Digital platforms

Digital technologies are a central part of everyday research at DLR. Digitalisation not only enables more efficient processes, but also new forms of collaboration and communication. This is particularly true for design and production processes, which can be optimised by using digital methods and tools. Digital platforms connect skills, provide interfaces to high-performance computing and integrate development work.

The Institute of Software Technology provides the software expertise for working with digital data at the German Aerospace Center (DLR). With an eye on the potential of digitalisation, we develop platforms that connect different research disciplines at DLR. In this way, skills can be bundled, expertise shared and technical offerings implemented via digital platforms. Digital platforms provide low-threshold access to powerful computer clusters, high-performance computers or quantum computers. In addition, specialist institutes can use the platforms to offer their special software solutions to the whole of DLR. Our research contributes to the effective and efficient use of the developed platforms.
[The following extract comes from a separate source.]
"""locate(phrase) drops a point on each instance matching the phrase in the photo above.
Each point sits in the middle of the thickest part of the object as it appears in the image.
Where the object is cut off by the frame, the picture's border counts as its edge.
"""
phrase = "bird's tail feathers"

Examples of digital platforms developed by the Institute of Software Technology:  

  • Geometry modelling and computer-aided design (CAD) play an important role in many of the research areas at DLR, for example in the design of components or digital twins in aerospace. As different as the applications are, the challenges in geometry modelling are often similar. The Institute of Software Technology is involved in the paraDiGMS project, which brings together and develops the geometry modelling expertise of 13 DLR institutes. The aim is to create a comprehensive open source tool landscape that enables joint, agile and requirements-driven development of methods for geometry modelling. With a user-friendly digital platform, our institute provides researchers inside and outside DLR with a tool to jointly develop complex interdisciplinary models in short development cycles.
  • Digital platforms also play a central role in the development of applications for quantum computers at DLR. Our institute is leading the development of a platform that opens up DLR's quantum computers with access software, a compiler for quantum circuits and a database of example applications. The aim of the CLIQUE project is to provide DLR institutes and facilities from all research areas with low-threshold access to the DLR quantum computers of the near future. The software platform coordinates the distributed execution of quantum algorithms on the users' classical computers, the DLR HPC systems and the DLR quantum computers.
  • The VisPlore project is developing a data analysis and visualisation platform. The aim is to establish a distributed software infrastructure within DLR that enables the efficient analysis of large scientific data sets using interactive visualisation methods. On the one hand, the quality of the data sets will be significantly improved during their generation. On the other hand, the management of data sets will be improved through distributed storage and transparent access. Finally, the use of these data resources will be enabled through local, interactive visualisation and connection to the high-performance infrastructure.